Application of logic to the rules set out in the specifications :-}
In the code below, the link in the blue paragraph becomes red when
the mouse passes over, but the A:hover spec is simply ignored if it
is not the last one.
For selectors from the same source and of equal specificity, the last
takes priority. Something like that, anyway - don't ever believe what
Usenet tells you - treat it as potentially misleading clues, verify it
at the source. In this case the CSS spec cascading rules.
What the usual tutorials omit to mention is that selectors like
a:hover *will* select <a name="foo">bar</a>, which probably isn't what
you'd intend.
One hunch is that those who wrote the tutorials had only used MSIE,
which doesn't implement :hover to specification.
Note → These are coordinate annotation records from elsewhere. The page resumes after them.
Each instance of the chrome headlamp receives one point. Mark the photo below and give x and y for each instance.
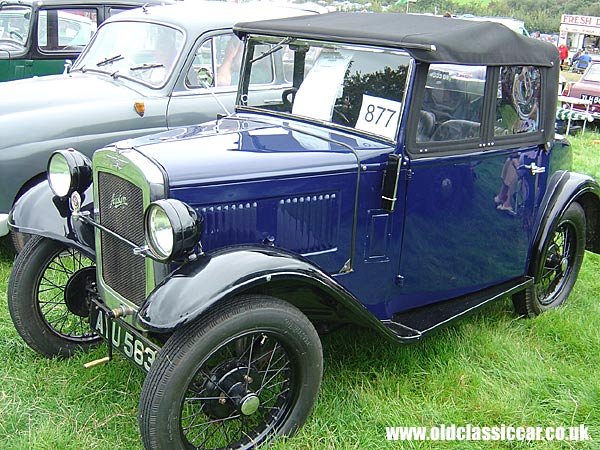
(172, 229)
(68, 171)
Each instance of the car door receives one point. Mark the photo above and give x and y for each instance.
(61, 33)
(476, 174)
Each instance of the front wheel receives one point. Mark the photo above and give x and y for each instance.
(248, 371)
(49, 297)
(562, 255)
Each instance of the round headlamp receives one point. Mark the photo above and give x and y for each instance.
(69, 171)
(172, 229)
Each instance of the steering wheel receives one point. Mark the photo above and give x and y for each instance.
(17, 35)
(285, 97)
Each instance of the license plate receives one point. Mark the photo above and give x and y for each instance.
(124, 338)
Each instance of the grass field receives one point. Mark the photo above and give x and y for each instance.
(489, 369)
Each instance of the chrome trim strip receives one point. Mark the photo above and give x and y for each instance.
(3, 224)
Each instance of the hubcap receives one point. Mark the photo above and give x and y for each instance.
(250, 404)
(240, 394)
(564, 264)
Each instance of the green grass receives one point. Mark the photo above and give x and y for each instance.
(489, 369)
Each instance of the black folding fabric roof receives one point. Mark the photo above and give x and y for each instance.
(426, 38)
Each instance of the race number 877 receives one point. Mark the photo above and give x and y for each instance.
(379, 116)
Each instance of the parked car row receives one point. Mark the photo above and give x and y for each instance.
(36, 36)
(382, 170)
(145, 71)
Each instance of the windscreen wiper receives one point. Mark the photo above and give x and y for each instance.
(273, 49)
(109, 60)
(147, 66)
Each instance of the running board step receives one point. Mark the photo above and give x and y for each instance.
(413, 324)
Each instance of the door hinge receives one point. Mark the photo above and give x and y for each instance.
(399, 280)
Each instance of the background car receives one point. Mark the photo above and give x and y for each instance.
(408, 176)
(587, 88)
(144, 71)
(37, 36)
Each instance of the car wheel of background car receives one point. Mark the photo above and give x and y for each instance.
(48, 297)
(249, 370)
(19, 240)
(561, 260)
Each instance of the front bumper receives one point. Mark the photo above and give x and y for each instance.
(3, 224)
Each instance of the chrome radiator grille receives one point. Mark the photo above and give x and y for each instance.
(121, 208)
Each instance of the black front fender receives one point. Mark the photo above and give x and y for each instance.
(565, 188)
(40, 212)
(196, 286)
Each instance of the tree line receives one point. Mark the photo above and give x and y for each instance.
(539, 15)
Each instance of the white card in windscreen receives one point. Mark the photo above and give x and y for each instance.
(379, 116)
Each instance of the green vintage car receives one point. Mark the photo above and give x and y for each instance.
(37, 36)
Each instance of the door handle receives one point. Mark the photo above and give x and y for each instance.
(534, 169)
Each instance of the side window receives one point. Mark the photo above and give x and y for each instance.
(518, 101)
(115, 10)
(218, 60)
(452, 104)
(66, 29)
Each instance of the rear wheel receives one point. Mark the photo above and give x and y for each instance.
(248, 371)
(49, 297)
(562, 255)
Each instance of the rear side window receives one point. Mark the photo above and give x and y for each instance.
(66, 29)
(452, 104)
(217, 64)
(518, 101)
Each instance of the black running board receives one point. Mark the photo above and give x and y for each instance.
(414, 324)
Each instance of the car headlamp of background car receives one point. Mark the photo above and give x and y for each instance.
(69, 171)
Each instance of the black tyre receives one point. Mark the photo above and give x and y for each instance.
(48, 297)
(250, 370)
(562, 255)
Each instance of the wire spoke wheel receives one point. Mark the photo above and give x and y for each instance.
(62, 279)
(49, 297)
(247, 371)
(236, 397)
(561, 258)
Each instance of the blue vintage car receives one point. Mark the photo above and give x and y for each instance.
(405, 176)
(144, 71)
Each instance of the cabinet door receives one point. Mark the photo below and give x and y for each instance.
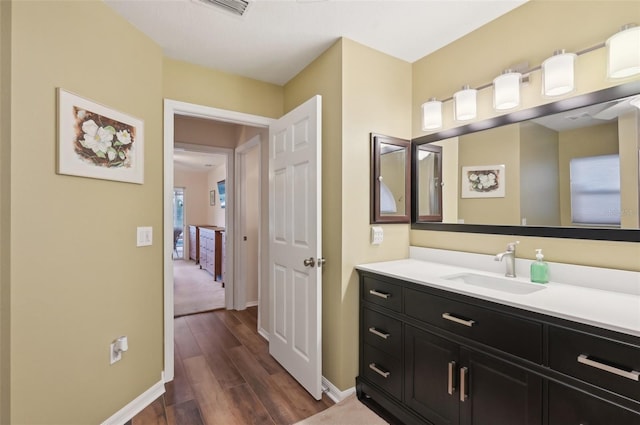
(431, 370)
(497, 393)
(569, 406)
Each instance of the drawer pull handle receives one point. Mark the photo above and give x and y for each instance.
(378, 333)
(458, 320)
(379, 294)
(380, 372)
(450, 385)
(633, 375)
(463, 383)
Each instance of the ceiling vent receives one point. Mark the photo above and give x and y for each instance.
(236, 7)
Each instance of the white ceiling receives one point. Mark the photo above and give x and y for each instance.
(276, 39)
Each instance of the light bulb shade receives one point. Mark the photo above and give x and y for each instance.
(558, 74)
(506, 90)
(464, 104)
(431, 115)
(623, 53)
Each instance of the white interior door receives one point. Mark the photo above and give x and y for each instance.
(295, 243)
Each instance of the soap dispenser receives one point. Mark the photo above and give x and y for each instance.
(539, 269)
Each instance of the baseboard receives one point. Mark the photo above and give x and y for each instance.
(263, 333)
(334, 393)
(136, 406)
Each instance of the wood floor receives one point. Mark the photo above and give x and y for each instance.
(224, 375)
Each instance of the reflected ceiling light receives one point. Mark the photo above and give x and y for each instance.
(431, 114)
(558, 74)
(464, 104)
(623, 52)
(506, 90)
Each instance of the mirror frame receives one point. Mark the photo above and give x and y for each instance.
(605, 95)
(376, 217)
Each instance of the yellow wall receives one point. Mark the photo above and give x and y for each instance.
(5, 199)
(77, 279)
(534, 31)
(202, 86)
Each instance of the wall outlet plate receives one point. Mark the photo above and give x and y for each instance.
(377, 235)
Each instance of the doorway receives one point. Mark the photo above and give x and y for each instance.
(178, 223)
(171, 109)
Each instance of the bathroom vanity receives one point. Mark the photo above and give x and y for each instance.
(440, 346)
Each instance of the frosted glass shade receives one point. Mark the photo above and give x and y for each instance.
(558, 74)
(431, 114)
(623, 53)
(506, 90)
(464, 104)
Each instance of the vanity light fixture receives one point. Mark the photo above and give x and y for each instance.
(506, 90)
(432, 114)
(623, 52)
(464, 104)
(558, 73)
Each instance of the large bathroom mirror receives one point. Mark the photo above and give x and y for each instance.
(390, 179)
(568, 169)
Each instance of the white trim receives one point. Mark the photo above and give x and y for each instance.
(263, 333)
(240, 264)
(137, 405)
(172, 108)
(334, 393)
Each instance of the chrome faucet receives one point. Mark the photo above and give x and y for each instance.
(510, 253)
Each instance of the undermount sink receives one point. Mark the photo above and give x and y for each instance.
(496, 283)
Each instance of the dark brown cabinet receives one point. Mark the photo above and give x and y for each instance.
(430, 356)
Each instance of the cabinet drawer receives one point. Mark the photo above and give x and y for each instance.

Or maybe they
thought that use of <a name=...> had already been phased out, and
nobody had any legacy documents to which they were applying CSS. OK,
maybe you're in that lucky situation; but some of us have been doing
HTML since 1994-ish, and doing CSS since its early drafts (thanks to
the Arena browser), and have all kinds of legacy stuff to take into
account.
I do think the tutorials might mention a:link:hover (and optionally
a:visited:hover) as being more robust ways of selecting links without
accidentally affecting also anchors. You might want to style :active
too, and possibly even :focus, by the way.
There's a crazy mnemonic, "Las Vegas Forest Has Animals", to remember
an appropriate sequence for them. But that's not set in stone: it
rather depends on what you want to happen in the various scenarios.